When is the FBAR Due?
June 30th of the year following the year that the account holder meets the US$10,000 threshold. An extension to file a Federal income tax return DOES NOT extend the due date for filing an FBAR. Filers cannot request an extension of the FBAR due date.
Where do I file the FBAR?
U.S. Department of the Treasury
P.O. Box 32621
Detroit, MI 48232-0621
How do I verify that my FBAR was filed?
Ninety days after the date of the filing, the filer can request verification that the FBAR was received. A request can be made by calling 866-270-0733 option 1. There is no fee for an over the phone verification.
How to amend a previously filed FBAR
- Check the Amended box in the upper right hand corner of the first page of the form;
- Make the needed additions or corrections;
- Staple it to a copy of the original FBAR; and
- Attach a statement explaining the additions or corrections.
What happens if you are required to file an FBAR and you fail to do so?
Failure to file an FBAR may potentially result in civil penalties, criminal penalties or both. If you learn that you were required to file an FBAR in earlier years, you should file the delinquent FBAR reports and attach a statement explaining why the reports are filed late. No penalty will be assessed if the IRS determines that the late filing were due to reasonable cause. Keep copies for your records. Records should be maintained for 5 years.

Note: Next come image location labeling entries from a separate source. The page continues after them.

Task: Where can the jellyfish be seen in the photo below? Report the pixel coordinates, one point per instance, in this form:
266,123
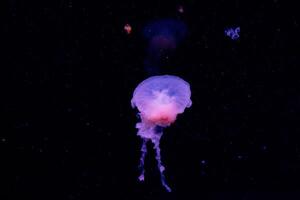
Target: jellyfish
163,36
159,99
233,33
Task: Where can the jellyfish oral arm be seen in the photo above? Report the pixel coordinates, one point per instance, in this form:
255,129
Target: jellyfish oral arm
159,100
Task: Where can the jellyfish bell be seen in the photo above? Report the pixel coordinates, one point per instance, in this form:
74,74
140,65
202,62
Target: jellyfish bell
159,100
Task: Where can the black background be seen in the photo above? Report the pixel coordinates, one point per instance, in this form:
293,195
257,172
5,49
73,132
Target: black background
69,71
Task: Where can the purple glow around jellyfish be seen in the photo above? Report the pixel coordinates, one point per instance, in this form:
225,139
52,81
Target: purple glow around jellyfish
159,100
163,37
233,33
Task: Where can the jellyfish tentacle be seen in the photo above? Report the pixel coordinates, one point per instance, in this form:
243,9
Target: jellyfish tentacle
161,167
142,160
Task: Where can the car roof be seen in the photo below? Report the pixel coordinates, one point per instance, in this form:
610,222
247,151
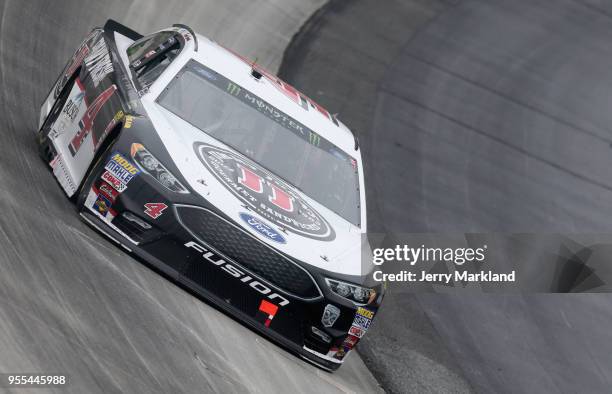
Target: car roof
276,91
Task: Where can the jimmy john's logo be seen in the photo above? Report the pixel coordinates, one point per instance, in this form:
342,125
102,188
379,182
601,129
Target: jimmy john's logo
264,193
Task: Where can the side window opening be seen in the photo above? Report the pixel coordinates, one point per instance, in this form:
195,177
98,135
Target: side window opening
151,55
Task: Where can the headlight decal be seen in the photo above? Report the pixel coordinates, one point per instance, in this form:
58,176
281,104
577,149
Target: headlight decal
357,294
150,165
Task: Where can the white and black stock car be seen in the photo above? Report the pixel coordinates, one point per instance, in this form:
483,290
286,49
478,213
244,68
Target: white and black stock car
222,176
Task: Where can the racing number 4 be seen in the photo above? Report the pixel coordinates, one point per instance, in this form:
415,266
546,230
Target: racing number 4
155,209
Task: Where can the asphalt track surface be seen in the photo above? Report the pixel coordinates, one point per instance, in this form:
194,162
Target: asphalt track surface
476,116
70,301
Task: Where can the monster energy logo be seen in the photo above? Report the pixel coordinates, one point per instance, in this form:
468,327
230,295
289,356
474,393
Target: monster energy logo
314,138
233,89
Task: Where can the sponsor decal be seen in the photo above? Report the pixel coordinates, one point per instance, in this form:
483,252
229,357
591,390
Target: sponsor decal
71,109
368,314
102,205
86,123
98,62
262,228
128,121
155,209
330,315
114,182
108,191
362,322
121,168
263,192
237,273
267,311
357,331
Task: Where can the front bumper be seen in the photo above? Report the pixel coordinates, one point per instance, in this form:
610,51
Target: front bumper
207,266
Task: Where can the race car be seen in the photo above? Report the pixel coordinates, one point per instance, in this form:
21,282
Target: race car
223,177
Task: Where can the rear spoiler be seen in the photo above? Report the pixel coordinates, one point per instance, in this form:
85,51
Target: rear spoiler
113,25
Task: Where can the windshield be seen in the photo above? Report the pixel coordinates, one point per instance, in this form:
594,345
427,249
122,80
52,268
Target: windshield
250,125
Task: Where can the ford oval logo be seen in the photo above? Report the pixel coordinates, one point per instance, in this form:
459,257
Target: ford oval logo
262,228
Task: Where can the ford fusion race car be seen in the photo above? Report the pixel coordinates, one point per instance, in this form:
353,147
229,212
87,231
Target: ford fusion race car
227,179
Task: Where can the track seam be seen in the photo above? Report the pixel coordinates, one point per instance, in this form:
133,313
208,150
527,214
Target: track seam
509,98
499,140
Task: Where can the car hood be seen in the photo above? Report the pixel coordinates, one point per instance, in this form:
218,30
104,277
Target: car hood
260,202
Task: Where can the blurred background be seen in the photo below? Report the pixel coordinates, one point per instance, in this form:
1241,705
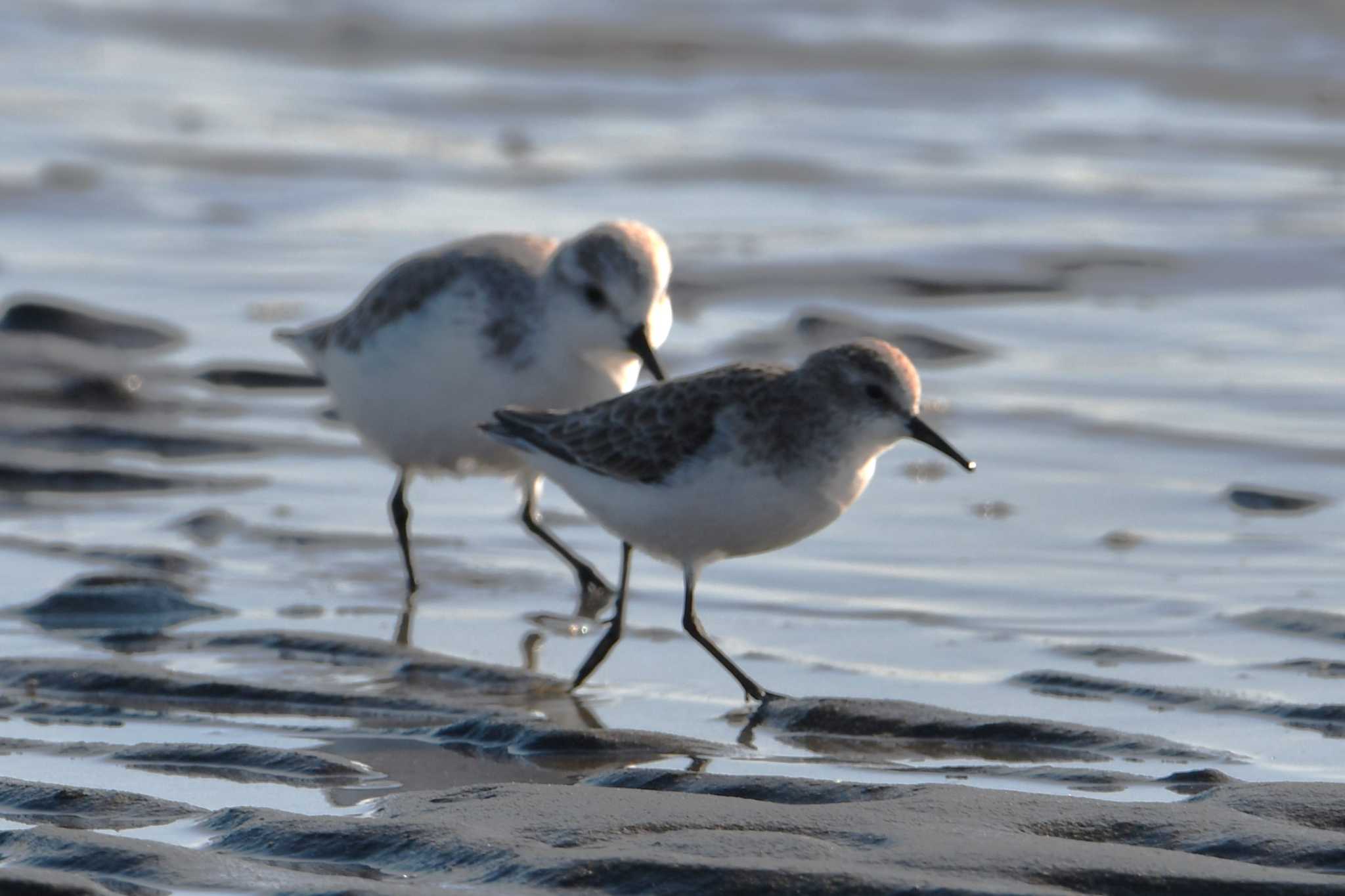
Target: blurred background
1110,234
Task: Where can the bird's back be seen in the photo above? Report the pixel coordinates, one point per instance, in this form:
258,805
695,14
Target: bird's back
491,278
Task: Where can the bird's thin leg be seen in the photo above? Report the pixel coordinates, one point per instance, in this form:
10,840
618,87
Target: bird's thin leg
613,628
594,589
693,628
401,519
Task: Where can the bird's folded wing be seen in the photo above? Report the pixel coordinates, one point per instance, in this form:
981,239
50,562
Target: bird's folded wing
640,437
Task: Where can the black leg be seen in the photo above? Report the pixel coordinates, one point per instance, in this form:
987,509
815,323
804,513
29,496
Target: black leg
401,517
595,591
693,628
613,628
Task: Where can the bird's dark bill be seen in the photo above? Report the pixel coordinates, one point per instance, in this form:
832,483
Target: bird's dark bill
639,343
920,430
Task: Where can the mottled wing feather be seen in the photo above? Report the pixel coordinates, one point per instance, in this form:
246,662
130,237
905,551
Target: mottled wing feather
645,436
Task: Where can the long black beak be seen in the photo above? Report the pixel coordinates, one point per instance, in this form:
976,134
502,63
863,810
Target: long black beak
639,343
920,430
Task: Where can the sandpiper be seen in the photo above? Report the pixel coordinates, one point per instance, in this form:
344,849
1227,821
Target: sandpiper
444,337
739,459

Form 8938 – Statement of Specified Foreign Financial Assets
Certain U.S. taxpayers holding specified foreign financial assets with an aggregate value exceeding US$50,000 will report information about these assets on Form 8938, which must be attached to the taxpayer’s annual income tax return.

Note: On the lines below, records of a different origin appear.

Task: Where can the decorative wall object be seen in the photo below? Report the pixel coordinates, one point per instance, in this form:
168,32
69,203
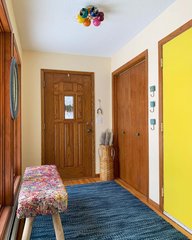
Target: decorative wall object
88,14
99,110
152,105
152,89
153,123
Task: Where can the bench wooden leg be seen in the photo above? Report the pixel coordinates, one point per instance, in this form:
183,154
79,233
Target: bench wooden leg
58,226
27,229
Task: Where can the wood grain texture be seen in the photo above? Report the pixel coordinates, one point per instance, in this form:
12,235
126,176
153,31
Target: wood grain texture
66,142
10,131
8,141
130,116
180,30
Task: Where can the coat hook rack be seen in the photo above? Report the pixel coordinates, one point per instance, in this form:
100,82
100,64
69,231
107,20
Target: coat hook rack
153,123
152,89
99,110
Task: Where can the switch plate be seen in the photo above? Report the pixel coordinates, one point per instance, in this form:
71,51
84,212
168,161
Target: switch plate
98,120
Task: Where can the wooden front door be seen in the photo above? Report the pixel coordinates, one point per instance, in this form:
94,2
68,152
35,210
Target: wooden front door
132,125
68,123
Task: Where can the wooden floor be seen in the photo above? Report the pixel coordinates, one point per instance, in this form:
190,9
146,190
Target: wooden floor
126,186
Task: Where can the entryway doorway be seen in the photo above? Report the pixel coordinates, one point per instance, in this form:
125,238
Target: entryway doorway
130,123
68,126
176,118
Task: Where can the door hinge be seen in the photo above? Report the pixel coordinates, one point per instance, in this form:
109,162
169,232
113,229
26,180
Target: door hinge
161,127
161,62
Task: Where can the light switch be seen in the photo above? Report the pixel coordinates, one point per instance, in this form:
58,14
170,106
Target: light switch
99,120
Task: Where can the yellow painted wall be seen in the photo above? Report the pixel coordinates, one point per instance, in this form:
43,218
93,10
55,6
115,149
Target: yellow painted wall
33,62
172,18
177,120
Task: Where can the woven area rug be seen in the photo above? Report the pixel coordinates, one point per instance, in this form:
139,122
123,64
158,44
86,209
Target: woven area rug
105,211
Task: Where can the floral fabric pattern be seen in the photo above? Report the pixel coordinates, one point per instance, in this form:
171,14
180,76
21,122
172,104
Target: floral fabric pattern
42,192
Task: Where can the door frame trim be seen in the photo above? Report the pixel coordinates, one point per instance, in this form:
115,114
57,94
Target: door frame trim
131,63
172,35
43,71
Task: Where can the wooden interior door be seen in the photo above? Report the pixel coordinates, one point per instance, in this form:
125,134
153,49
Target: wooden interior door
132,124
68,124
177,128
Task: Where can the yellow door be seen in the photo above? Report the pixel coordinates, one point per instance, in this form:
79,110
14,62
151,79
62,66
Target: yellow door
177,134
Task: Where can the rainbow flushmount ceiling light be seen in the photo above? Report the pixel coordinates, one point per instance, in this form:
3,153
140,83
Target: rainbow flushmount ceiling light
88,14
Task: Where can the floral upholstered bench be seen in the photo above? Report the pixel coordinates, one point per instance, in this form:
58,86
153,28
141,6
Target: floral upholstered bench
42,192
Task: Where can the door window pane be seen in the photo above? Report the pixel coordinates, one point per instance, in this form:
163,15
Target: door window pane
69,107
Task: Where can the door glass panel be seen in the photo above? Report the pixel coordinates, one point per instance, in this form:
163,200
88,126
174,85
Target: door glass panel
69,107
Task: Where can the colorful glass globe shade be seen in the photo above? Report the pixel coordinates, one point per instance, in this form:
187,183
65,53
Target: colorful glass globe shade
88,9
83,12
100,16
94,12
80,19
87,22
96,22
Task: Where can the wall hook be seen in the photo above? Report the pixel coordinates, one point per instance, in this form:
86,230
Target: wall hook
152,104
99,110
152,89
153,123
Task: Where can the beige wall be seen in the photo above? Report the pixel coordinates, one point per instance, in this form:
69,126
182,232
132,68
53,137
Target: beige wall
14,25
33,62
172,18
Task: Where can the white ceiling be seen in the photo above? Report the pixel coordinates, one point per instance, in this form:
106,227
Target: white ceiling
49,26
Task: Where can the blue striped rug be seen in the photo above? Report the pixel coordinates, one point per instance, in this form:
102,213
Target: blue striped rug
105,211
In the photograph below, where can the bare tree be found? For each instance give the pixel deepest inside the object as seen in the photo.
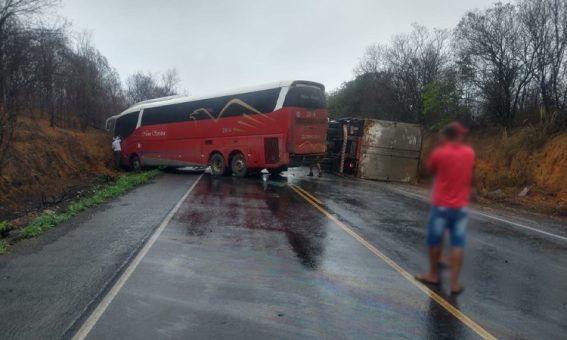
(143, 86)
(494, 45)
(405, 66)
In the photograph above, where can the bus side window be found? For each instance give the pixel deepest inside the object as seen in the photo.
(126, 124)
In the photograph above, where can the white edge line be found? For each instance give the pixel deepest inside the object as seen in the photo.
(103, 305)
(491, 216)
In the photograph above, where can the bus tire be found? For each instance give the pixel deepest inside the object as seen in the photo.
(217, 164)
(135, 163)
(275, 171)
(238, 165)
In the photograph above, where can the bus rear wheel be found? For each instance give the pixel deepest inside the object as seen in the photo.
(216, 162)
(238, 165)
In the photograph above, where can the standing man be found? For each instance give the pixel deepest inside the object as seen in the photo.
(117, 150)
(452, 164)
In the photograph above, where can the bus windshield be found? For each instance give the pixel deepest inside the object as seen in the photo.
(310, 97)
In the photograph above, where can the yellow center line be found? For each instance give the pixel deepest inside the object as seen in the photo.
(478, 329)
(313, 198)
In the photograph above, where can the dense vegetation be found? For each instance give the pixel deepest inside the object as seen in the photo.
(504, 66)
(46, 69)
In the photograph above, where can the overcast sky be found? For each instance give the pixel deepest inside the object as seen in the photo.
(219, 45)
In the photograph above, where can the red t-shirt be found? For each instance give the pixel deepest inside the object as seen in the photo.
(452, 164)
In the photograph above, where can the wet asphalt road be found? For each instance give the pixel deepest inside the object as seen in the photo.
(250, 258)
(47, 283)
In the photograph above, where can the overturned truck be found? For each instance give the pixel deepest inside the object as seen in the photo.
(374, 149)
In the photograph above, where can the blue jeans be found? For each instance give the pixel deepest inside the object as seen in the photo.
(453, 219)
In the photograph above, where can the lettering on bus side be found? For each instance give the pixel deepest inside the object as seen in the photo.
(154, 133)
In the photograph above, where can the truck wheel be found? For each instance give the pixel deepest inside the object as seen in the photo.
(216, 162)
(238, 165)
(135, 163)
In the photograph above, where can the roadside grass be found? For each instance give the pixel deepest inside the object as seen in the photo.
(50, 220)
(4, 246)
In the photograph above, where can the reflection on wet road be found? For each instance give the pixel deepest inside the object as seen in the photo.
(251, 258)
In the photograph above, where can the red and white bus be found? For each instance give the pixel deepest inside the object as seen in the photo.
(268, 127)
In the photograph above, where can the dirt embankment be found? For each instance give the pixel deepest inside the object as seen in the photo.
(508, 162)
(46, 165)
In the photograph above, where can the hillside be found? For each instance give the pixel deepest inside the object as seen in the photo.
(47, 165)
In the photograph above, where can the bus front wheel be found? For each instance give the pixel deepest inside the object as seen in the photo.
(216, 162)
(238, 165)
(135, 163)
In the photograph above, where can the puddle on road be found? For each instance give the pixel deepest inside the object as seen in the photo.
(227, 204)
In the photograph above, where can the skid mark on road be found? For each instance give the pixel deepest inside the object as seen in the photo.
(405, 274)
(103, 305)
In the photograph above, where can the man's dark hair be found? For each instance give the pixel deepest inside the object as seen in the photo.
(450, 132)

However, if you do not have to file an income tax return for the tax year, you do not have to file Form 8938, even if the value of your specified foreign assets is more than the appropriate reporting threshold.
If you are required to file Form 8938, you do not have to report financial accounts maintained by:
- A U.S. payer (such as a U.S domestic financial institution);
- The foreign branch of a U.S. financial institution; or
- The U.S. branch of a foreign financial institution.

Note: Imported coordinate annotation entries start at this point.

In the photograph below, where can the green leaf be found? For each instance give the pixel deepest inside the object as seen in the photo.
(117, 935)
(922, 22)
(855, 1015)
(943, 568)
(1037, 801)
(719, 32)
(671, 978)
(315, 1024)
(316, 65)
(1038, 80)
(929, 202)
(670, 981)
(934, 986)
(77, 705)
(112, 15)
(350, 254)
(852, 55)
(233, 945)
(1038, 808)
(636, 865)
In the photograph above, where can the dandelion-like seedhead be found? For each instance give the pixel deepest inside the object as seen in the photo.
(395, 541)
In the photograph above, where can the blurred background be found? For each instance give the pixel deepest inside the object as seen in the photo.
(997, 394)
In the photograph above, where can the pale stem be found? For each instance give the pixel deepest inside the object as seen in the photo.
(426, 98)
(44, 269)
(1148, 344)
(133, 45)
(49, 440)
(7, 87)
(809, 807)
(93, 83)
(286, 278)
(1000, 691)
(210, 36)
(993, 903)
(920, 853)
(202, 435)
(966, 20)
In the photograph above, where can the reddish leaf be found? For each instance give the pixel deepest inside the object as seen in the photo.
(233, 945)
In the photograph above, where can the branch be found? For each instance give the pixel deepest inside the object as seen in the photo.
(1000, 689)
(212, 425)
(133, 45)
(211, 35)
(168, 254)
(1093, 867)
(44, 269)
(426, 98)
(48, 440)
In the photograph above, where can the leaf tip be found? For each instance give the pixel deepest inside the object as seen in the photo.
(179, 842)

You must file a Form 8938 if:
1. You are a specified individual:
- U.S. citizen; or
- Resident alien of the United States for any part of the tax year; or
- Nonresident alien who makes an election to be treated as a resident alien for purposes of filing a joint income tax return.
2. You have an interest in specified foreign financial assets required to be reported.
Specified foreign financial asset:
- Any financial account maintained by a foreign financial institution, except as indicated above.
- Other foreign financial assets held for investment that are not in an account maintained by a U.S. or foreign financial institution - such as stock or securities issued by someone other than a U.S. person, or any interest in a foreign entity, and
- Any financial instrument or contract that has an issuer or counter-party that is other than a U.S. person.
3. The aggregate value of your specified foreign financial assets is more than the reporting threshold that applies to you:
Unmarried taxpayers living in the U.S.: total value of your specified foreign financial assets is more than $50,000 on the last day of the tax year or more than US$75,000 at any time during the tax year.
Married taxpayers filing a joint income tax return and living in the U.S.: total value of your specified foreign financial assets is more than $100,000 on the last day of the tax year or more than US$150,000 at any time during the tax year.
Married taxpayers filing separate tax returns and living in the U.S.: total value of your specified foreign financial assets is more than US$50,000 on the last day of the tax year or US$75,000 at any time during the tax year.
Taxpayers living abroad you must file if:
You are filing a return other than your joint return AND the total value of your specified foreign financial assets is more than US$200,000 on the last day of the tax year or more than US$300,000 at any time during the year; or
You are filing a joint return AND the value of your specified foreign financial asset is more than US$400,000 on the last day of the tax year or more than US$600,000 at any time during the year.